Snake in the Eye babbled, seeming to talk to no one: ‘There seem so few to slaughter here. I cannot go near the candle wall while he is in front of me.’ He pointed to Azemar.

The wolf Fenrir stands here, the god killer, seething and growling in his hungers. Someone else lies at the threshold, as befits her goddess. Her fate is unseen and undecided. Her skein is not yet woven, her death knot untied.

‘The Norn Verthani is here, mistress of the present, caller of the wolf, holder of the howling rune, mother. The wolf will kill her. Her destiny is foreseen. The Norn Skuld is here, the future, her fingers weaving in unseen currents, dead and so deathless. The crone Norn is here. Uthr. The past, immortal, for ever. She who rules the domain to which heroes fall. Men call her Memory and they call her Hel. We are three and he is three.’

‘Who?’ Snake in the Eye cast his eyes about him, desperate to find the source of the voice.

He waits unbodied in the waters, eight and eight and eight. Gods and men are drawn by the Norns, each to play his part.

‘What of Loys?’ said Beatrice.

One person can still die.

‘He can’t because I can’t see him,’ said Snake in the Eye. ‘Those that can be killed have been killed.’

He is hiding from fate, as you hid.

‘What is his fate?’ said Beatrice.

To die so you might shake free of your destiny of torment. The skein is woven, the threads of fate entangle him.

‘I would die a thousand times before I let him come to harm!’ said Beatrice.

He must die. The well has revealed it. The future is being spun.

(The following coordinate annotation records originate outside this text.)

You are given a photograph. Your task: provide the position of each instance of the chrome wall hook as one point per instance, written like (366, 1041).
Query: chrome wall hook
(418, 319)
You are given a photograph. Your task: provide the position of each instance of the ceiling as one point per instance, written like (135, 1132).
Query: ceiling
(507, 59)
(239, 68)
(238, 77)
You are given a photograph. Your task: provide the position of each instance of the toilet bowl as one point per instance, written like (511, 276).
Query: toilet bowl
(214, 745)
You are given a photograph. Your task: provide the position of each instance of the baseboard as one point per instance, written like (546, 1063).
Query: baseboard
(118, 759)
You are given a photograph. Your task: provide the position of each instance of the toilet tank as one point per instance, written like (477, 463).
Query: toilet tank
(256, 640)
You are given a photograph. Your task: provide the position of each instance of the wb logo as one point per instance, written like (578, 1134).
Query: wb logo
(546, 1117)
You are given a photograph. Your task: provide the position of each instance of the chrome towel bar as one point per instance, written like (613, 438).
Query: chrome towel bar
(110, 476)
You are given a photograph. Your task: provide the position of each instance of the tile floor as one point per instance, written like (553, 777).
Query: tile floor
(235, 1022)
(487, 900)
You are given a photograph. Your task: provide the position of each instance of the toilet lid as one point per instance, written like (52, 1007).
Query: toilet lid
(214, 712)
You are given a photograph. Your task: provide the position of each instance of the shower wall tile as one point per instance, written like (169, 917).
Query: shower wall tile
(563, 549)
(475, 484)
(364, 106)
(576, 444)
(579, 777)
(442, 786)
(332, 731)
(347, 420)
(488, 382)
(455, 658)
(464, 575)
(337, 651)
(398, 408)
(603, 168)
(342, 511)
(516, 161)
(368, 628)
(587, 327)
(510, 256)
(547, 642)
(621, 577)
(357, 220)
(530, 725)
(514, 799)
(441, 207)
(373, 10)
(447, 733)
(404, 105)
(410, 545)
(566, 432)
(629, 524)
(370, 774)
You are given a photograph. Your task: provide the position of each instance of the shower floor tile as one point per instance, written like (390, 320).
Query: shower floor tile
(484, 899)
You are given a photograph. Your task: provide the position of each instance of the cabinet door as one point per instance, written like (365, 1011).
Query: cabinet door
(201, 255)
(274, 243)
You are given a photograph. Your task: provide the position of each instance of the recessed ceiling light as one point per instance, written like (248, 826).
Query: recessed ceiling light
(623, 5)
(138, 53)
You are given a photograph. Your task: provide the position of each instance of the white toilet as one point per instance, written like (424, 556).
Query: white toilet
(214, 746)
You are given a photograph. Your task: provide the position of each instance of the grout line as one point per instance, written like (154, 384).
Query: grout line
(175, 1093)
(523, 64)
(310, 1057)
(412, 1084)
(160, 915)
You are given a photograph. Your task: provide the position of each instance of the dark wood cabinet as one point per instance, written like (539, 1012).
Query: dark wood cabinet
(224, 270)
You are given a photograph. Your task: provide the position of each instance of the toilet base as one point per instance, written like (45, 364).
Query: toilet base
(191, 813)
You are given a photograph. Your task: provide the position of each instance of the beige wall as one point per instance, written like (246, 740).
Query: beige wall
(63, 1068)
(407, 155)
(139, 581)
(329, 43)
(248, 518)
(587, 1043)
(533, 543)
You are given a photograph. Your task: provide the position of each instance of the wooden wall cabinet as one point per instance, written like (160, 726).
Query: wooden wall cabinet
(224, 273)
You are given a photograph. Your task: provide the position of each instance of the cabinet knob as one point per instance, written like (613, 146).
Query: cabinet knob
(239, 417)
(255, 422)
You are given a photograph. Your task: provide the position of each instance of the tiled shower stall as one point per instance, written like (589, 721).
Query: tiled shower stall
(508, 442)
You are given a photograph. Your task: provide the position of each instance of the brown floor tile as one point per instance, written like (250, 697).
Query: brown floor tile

As the ghost girl spoke again the white-haired warrior suddenly remembered what his sword was for. He came rushing at Loys through the water, but Azemar sprang off the rocks and knocked the sword aside.

‘For all that has happened, he is my friend,’ he said, his horrid tongue lolling from his saw-toothed jaws.

A voice from somewhere, a shrieking rhyme. It was not the voice of the girl. It was stranger, deeper. At first Loys thought it came from the bloody waters of the well but he realised it was the wolfman, his voice changed, different.

‘She saw wading there through harsh waters

Men who foreswore oaths and murders

And one who covets another’s beloved.

There the snake sucks

On the corpses of the fallen

And the wolf tore men — would you know yet more?’

Azemar’s great teeth ground at the warrior’s ear, his tongue slavering at his neck.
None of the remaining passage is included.